Tucker Carlson says the US 'just lost a war with Russia'
America must recognize the limits of its power or face dire consequences, the conservative commentator has warned. American policymakers are too arrogant to acknowledge that they have “lost a war with Russia” over Ukraine, US journalist Tucker...

American policymakers are too arrogant to acknowledge that they have “lost a war with Russia” over Ukraine, US journalist Tucker Carlson has said.
Russian officials view the Ukraine conflict as a NATO proxy war, a sentiment that some Western politicians, including US Secretary of State Marco Rubio and former British Prime Minister Boris Johnson, have openly endorsed.
In an interview with Alex Jones published on Wednesday, Carlson accused those perpetuating the hostilities of ignoring that Russia has emerged victorious.
”We just lost a war with Russia,” the former Fox News host declared. “The US was running that war – the US military, the Pentagon, State Department, CIA – running the war against Russia. It was not… was never about Ukraine.”

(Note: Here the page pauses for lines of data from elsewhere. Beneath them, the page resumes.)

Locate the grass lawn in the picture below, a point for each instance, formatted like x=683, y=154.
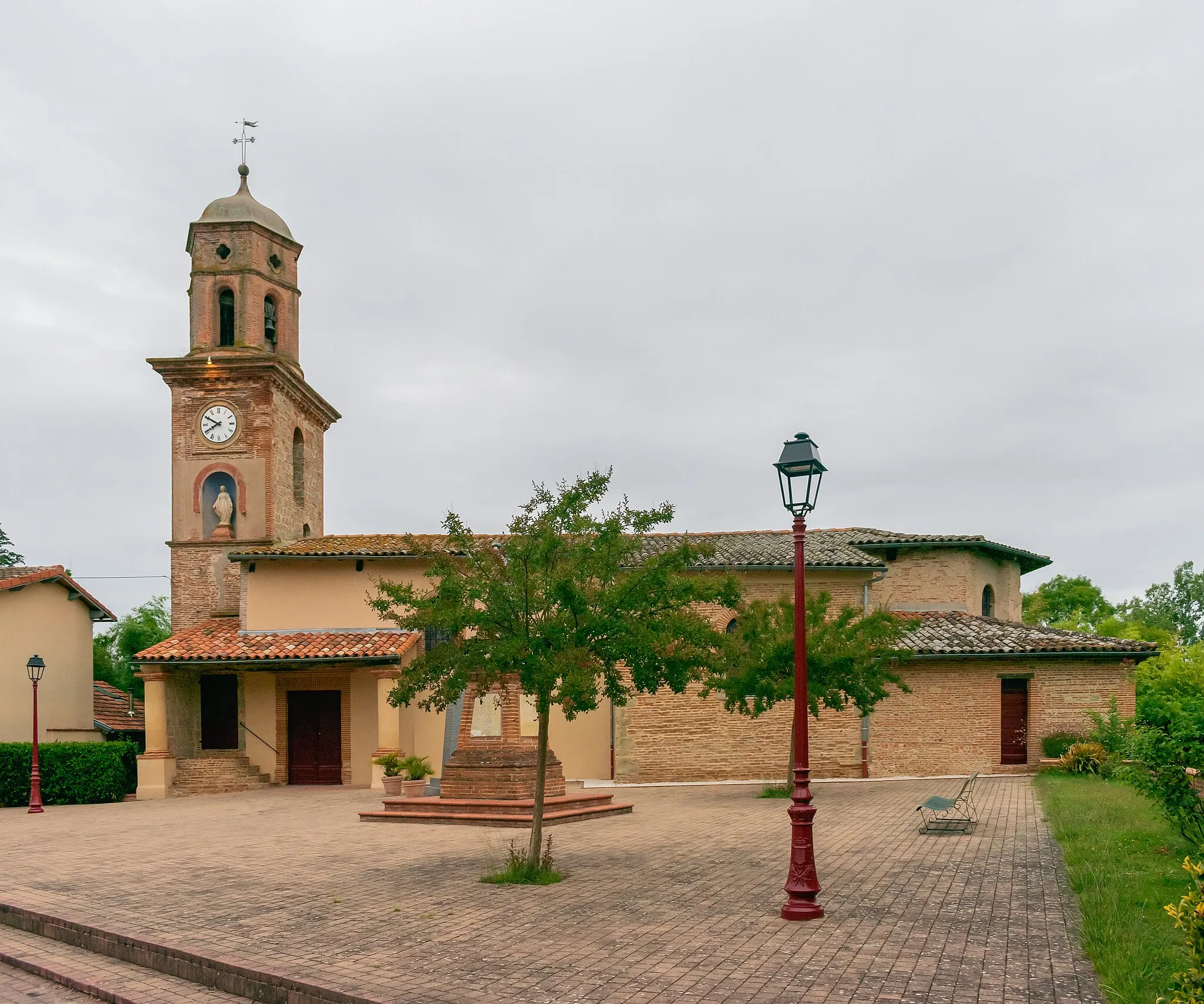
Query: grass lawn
x=1125, y=864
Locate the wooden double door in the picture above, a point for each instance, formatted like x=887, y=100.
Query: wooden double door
x=1013, y=720
x=316, y=737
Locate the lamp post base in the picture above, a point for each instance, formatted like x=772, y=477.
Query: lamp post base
x=802, y=884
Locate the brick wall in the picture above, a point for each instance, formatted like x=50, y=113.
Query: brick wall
x=949, y=724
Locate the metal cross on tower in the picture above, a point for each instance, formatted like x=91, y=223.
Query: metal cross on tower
x=245, y=139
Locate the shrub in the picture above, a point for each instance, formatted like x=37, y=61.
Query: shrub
x=1054, y=747
x=1188, y=988
x=1161, y=774
x=392, y=765
x=521, y=869
x=72, y=773
x=1084, y=759
x=416, y=767
x=1113, y=732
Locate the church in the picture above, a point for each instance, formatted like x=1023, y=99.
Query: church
x=279, y=672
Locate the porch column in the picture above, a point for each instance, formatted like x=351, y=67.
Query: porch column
x=388, y=722
x=157, y=766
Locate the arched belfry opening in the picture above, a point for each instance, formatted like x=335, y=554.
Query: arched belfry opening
x=297, y=467
x=219, y=507
x=226, y=317
x=270, y=323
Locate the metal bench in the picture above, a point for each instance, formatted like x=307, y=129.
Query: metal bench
x=939, y=814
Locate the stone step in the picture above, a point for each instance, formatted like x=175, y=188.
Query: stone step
x=495, y=806
x=497, y=819
x=216, y=772
x=106, y=979
x=127, y=969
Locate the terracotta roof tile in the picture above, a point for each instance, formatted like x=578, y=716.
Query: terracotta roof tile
x=16, y=577
x=111, y=710
x=847, y=548
x=219, y=640
x=956, y=634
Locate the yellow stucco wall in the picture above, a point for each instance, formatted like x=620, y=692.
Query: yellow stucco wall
x=313, y=594
x=40, y=619
x=364, y=725
x=583, y=745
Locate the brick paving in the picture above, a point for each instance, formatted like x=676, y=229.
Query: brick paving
x=674, y=903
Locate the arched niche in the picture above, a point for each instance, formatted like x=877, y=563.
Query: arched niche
x=210, y=490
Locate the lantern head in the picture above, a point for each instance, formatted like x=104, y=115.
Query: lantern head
x=800, y=473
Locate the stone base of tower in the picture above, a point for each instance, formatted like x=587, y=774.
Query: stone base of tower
x=501, y=772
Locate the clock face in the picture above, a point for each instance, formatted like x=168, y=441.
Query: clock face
x=218, y=424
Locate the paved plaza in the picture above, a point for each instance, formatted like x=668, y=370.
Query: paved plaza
x=677, y=902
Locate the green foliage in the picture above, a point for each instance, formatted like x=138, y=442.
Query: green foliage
x=1188, y=988
x=1063, y=601
x=1054, y=745
x=392, y=765
x=774, y=791
x=416, y=767
x=572, y=601
x=521, y=868
x=1122, y=862
x=9, y=558
x=1175, y=607
x=851, y=659
x=72, y=773
x=1084, y=759
x=1160, y=774
x=139, y=630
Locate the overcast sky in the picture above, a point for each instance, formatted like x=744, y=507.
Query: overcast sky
x=960, y=245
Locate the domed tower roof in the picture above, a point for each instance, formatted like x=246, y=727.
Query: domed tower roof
x=241, y=208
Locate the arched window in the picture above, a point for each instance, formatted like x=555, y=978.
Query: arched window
x=297, y=466
x=226, y=318
x=270, y=324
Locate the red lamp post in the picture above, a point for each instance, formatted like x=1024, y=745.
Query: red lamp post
x=35, y=667
x=800, y=473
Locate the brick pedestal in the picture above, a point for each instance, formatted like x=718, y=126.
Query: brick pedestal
x=497, y=766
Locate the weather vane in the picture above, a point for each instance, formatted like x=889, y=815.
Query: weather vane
x=245, y=139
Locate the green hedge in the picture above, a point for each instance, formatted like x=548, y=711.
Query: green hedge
x=72, y=773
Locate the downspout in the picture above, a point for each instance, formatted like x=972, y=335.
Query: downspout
x=865, y=589
x=865, y=718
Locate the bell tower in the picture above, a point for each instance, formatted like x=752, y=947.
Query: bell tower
x=246, y=427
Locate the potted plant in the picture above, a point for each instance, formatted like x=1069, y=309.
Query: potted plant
x=394, y=773
x=417, y=768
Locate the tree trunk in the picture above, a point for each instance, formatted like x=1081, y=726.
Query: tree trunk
x=541, y=773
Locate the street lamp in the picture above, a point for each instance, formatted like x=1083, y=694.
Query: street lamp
x=35, y=667
x=800, y=473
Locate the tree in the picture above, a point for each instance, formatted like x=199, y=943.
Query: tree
x=140, y=629
x=9, y=558
x=851, y=659
x=1076, y=604
x=1176, y=606
x=573, y=604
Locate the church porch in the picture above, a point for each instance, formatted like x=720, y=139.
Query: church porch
x=305, y=708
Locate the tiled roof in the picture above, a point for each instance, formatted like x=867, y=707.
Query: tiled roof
x=111, y=710
x=17, y=577
x=219, y=640
x=955, y=634
x=849, y=548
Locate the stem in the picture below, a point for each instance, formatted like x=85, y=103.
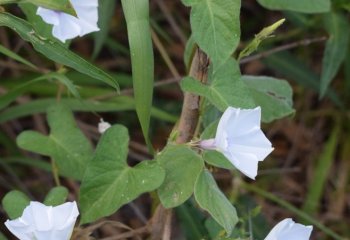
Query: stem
x=186, y=128
x=190, y=109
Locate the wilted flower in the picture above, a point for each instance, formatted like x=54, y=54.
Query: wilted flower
x=103, y=126
x=289, y=230
x=240, y=139
x=66, y=26
x=40, y=222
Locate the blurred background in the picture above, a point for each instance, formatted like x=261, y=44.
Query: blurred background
x=308, y=172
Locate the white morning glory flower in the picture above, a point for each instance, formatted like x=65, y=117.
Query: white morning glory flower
x=40, y=222
x=289, y=230
x=240, y=139
x=66, y=26
x=103, y=126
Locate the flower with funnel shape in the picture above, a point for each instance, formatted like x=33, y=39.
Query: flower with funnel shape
x=240, y=139
x=66, y=26
x=289, y=230
x=41, y=222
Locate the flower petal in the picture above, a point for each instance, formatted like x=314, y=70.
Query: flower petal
x=65, y=215
x=241, y=140
x=247, y=163
x=289, y=230
x=42, y=222
x=20, y=229
x=49, y=16
x=68, y=28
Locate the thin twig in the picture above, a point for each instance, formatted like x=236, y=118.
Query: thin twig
x=285, y=47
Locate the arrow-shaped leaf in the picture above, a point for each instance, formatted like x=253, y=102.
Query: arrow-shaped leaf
x=66, y=144
x=109, y=182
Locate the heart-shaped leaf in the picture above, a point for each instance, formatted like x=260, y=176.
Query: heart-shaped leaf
x=56, y=196
x=182, y=166
x=66, y=144
x=216, y=27
x=210, y=198
x=109, y=182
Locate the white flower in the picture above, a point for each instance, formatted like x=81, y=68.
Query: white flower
x=240, y=139
x=103, y=126
x=289, y=230
x=40, y=222
x=66, y=26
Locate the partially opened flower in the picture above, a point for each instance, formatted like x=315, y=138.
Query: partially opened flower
x=40, y=222
x=66, y=26
x=240, y=139
x=289, y=230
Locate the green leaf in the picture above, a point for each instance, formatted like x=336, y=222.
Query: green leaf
x=56, y=196
x=210, y=198
x=191, y=220
x=109, y=182
x=182, y=166
x=275, y=96
x=16, y=57
x=106, y=10
x=338, y=27
x=139, y=33
x=11, y=95
x=54, y=49
x=217, y=159
x=309, y=6
x=120, y=103
x=225, y=89
x=261, y=36
x=14, y=203
x=322, y=171
x=216, y=27
x=66, y=144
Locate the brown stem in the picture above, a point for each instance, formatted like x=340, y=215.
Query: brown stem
x=190, y=109
x=162, y=219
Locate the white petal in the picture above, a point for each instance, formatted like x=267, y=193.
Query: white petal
x=18, y=228
x=49, y=16
x=42, y=222
x=87, y=13
x=225, y=123
x=68, y=28
x=289, y=230
x=65, y=215
x=83, y=3
x=247, y=163
x=42, y=219
x=241, y=140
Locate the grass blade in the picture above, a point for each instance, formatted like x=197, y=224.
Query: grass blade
x=140, y=42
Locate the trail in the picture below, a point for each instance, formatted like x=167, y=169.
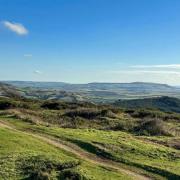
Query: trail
x=81, y=154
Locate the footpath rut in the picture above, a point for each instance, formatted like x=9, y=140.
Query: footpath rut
x=81, y=154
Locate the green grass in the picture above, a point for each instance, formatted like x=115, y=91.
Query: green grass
x=17, y=148
x=118, y=146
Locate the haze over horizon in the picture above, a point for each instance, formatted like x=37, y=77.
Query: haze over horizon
x=90, y=41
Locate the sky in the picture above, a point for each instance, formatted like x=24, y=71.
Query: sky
x=81, y=41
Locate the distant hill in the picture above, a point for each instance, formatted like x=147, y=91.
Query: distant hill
x=7, y=90
x=167, y=104
x=94, y=92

Carlson expressed concern that “nobody will say that out loud – that we’re overstating our power.” He compared the US to a divorced 60-year-old man trying to attract a 25-year-old woman, unaware of how absurd and humiliating he seems.
“That’s called hubris and that’s how empires get destroyed and populations vaporized,” Carlson warned. “Maybe we should readjust our expectations a little bit.”
In the discussion, Jones contended that many advocating for unconditional support of Kiev are “militarily ignorant,” referencing actor Sean Penn’s dismissal of nuclear escalation risks with Russia and highlighting that the concept of major nuclear conflict is termed ‘Mutually Assured Destruction’ for good reason.
In response, Carlson mentioned a Pentagon assessment which suggested that at one point, the risk of the Ukraine conflict escalating to nuclear war reached 50%, asserting that any policymaker comfortable with such odds belongs “in prison for the criminally insane.”
Senior Russian officials, including President Vladimir Putin, have openly stated that Moscow will use all tools at its disposal against what it views as an existential threat. Ukraine and its Western allies have dismissed the Russian leader’s remarks as “nuclear blackmail.”